It is AIT’s second acquisition this year and the seventh since the start of 2018.
The deal adds 70 staff and two facilities pf 13,300 sq metres of warehousing in two facilities in Austin and San Antonio to AIT’s profile. Intelligent serves verticals including technology, food and beverages, automotive, manufacturing and e-commerce reverse logistics.
“Intelligent’s business mix was interesting,” said Ray Fennelly, AIT’s chief information officer.
One of the areas where AIT was looking to strengthen its presence through acquisitions is truckload brokerage and, in terms of shipment count, the takeover of Intelligent boosts AIT’s presence in that sector by 30-40%, according to Mr Fennelly.
But the most important attraction of Intelligent was the cultural fit, he added.

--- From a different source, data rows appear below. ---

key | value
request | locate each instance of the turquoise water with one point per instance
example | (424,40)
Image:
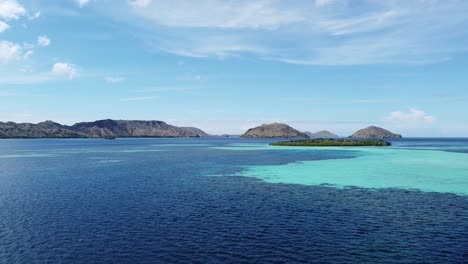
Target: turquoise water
(425,170)
(228,200)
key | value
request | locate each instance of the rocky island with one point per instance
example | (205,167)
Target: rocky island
(98,129)
(322,134)
(374,132)
(334,143)
(274,130)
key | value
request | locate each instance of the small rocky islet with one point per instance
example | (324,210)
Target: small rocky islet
(370,136)
(329,142)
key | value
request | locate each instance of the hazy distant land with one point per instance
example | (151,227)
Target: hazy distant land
(109,128)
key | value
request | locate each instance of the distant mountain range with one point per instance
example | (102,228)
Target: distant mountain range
(109,128)
(98,129)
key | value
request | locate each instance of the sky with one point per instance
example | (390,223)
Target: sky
(225,66)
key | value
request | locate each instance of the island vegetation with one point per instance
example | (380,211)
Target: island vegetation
(322,142)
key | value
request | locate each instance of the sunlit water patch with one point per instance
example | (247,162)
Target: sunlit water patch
(430,171)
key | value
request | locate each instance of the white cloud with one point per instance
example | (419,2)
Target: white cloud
(140,3)
(3,26)
(321,3)
(114,79)
(36,15)
(413,118)
(9,51)
(82,3)
(43,41)
(64,69)
(28,54)
(141,98)
(11,9)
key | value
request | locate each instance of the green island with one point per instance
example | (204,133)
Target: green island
(334,143)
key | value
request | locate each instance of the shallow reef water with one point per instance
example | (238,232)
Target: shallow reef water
(228,200)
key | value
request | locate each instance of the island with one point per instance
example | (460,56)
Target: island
(105,129)
(374,132)
(327,142)
(322,134)
(274,130)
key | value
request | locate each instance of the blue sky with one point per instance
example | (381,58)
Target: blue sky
(225,66)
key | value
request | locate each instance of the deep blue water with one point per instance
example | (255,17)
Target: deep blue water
(154,201)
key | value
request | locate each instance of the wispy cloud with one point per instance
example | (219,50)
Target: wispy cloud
(82,3)
(43,41)
(216,13)
(11,9)
(140,98)
(9,51)
(115,79)
(412,118)
(167,89)
(321,32)
(3,26)
(64,69)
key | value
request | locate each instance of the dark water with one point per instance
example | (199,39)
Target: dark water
(152,201)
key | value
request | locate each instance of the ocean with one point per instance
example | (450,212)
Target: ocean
(232,200)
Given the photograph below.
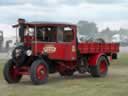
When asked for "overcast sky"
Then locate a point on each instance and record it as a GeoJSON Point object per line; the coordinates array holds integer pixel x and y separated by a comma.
{"type": "Point", "coordinates": [106, 13]}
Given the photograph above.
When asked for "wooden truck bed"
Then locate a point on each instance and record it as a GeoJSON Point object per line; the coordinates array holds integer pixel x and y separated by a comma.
{"type": "Point", "coordinates": [86, 48]}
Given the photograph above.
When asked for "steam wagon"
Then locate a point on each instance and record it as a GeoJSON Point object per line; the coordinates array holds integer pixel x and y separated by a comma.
{"type": "Point", "coordinates": [48, 47]}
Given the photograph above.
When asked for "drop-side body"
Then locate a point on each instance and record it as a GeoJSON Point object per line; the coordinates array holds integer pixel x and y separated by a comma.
{"type": "Point", "coordinates": [47, 47]}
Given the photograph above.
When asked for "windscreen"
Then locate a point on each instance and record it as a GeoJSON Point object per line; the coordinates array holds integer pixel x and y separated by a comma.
{"type": "Point", "coordinates": [54, 34]}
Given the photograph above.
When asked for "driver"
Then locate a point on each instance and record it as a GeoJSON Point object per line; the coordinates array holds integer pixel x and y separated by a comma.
{"type": "Point", "coordinates": [21, 29]}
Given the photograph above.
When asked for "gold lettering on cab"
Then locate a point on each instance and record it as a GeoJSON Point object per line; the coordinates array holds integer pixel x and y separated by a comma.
{"type": "Point", "coordinates": [49, 49]}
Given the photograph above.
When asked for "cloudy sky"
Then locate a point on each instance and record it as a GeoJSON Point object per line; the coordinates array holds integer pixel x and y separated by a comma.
{"type": "Point", "coordinates": [106, 13]}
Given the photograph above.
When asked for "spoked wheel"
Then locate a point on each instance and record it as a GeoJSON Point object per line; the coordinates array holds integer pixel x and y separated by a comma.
{"type": "Point", "coordinates": [101, 68]}
{"type": "Point", "coordinates": [10, 72]}
{"type": "Point", "coordinates": [39, 72]}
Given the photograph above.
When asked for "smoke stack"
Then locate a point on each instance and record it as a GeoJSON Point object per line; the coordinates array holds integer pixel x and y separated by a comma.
{"type": "Point", "coordinates": [21, 21]}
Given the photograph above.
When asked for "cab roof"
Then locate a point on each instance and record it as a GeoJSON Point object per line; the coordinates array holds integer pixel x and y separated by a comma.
{"type": "Point", "coordinates": [44, 23]}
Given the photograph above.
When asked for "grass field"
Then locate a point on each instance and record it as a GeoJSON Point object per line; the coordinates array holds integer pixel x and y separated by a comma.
{"type": "Point", "coordinates": [115, 84]}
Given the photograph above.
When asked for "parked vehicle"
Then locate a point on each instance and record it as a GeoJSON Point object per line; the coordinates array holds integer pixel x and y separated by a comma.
{"type": "Point", "coordinates": [50, 47]}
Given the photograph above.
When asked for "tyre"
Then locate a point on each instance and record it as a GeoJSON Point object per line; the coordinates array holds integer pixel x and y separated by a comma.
{"type": "Point", "coordinates": [39, 72]}
{"type": "Point", "coordinates": [101, 68]}
{"type": "Point", "coordinates": [10, 72]}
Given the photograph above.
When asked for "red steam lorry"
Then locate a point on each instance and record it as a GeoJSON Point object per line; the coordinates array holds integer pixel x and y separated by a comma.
{"type": "Point", "coordinates": [47, 47]}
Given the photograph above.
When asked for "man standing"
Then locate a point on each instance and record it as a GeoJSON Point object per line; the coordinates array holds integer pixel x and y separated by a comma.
{"type": "Point", "coordinates": [21, 29]}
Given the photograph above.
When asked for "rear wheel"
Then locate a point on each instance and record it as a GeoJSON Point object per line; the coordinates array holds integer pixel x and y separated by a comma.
{"type": "Point", "coordinates": [39, 72]}
{"type": "Point", "coordinates": [101, 68]}
{"type": "Point", "coordinates": [10, 72]}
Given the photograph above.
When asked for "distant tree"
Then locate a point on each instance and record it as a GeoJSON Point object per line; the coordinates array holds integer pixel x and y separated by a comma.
{"type": "Point", "coordinates": [87, 28]}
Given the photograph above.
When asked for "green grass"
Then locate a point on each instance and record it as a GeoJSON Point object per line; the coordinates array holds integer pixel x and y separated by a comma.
{"type": "Point", "coordinates": [115, 84]}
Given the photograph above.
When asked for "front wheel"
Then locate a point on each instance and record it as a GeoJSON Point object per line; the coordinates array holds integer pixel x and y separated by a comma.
{"type": "Point", "coordinates": [10, 72]}
{"type": "Point", "coordinates": [39, 72]}
{"type": "Point", "coordinates": [101, 68]}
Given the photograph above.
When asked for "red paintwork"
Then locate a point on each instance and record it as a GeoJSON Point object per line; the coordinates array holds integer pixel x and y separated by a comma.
{"type": "Point", "coordinates": [41, 72]}
{"type": "Point", "coordinates": [65, 53]}
{"type": "Point", "coordinates": [63, 50]}
{"type": "Point", "coordinates": [103, 67]}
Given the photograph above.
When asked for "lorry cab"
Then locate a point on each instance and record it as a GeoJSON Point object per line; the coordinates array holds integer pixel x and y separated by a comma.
{"type": "Point", "coordinates": [50, 47]}
{"type": "Point", "coordinates": [57, 40]}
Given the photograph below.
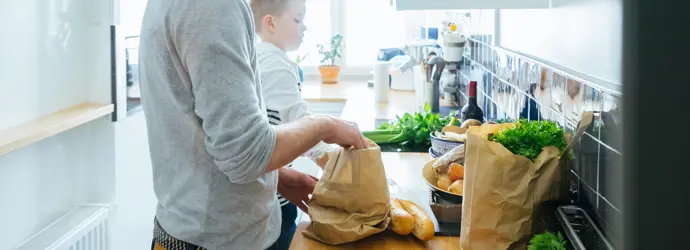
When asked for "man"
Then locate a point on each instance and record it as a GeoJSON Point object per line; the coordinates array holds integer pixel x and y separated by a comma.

It gives employees on both sides a feeling of strong synergy, he said.
Such a fit certainly makes integration easier, adds Mr Fennelly. The integration of Intelligent’s forwarding business has already been done and the truckload brokerage will take about two months, he reckons, as Intelligent has used a different system.
AIT has kept a similarly rapid pace with its recent takeovers: Multimodal International, a customs broker bought in early June, has been fully integrated; as has Fiege Forwarding, a German cargo agent acquired in December.
UK-based delivery specialist Panther Logistics, which AIT bought in November, is an outlier and still operates under its own brand, due to its very specific business model, said Mr Fennelly.
With Intelligent, AIT has bought seven operators since early 2018, and management has made it clear it is not at the end of the acquisition trail yet, with its eyes on several markets. The primary focus for international expansion is on Europe and Asia, particularly South-east Asia.
This does not exclude other regions, though. Mexico is one country in the crosshairs, which is likely to rise in importance as North American firms consider near-shoring to reduce the risk of supply chain disruption.
For the most part acquisitions are determined by three aspects: geography; vertical market expertise; and a business culture similar to AIT’s, Mr Fennelly said.
Management has stressed that, ultimately, its expansion is “driven by its customers”. The market conditions of the past year, along with the takeovers, have brought new clients to its books, but this has not significantly shifted its client mix, said Mr Fennelly.
But not all expansion is through takeovers – one sector going particularly strong for AIT is e-commerce. Last September, the company launched an economy service for large shipments at a time when the large integrated parcel carriers were slapping hefty surcharges on such e-commerce traffic.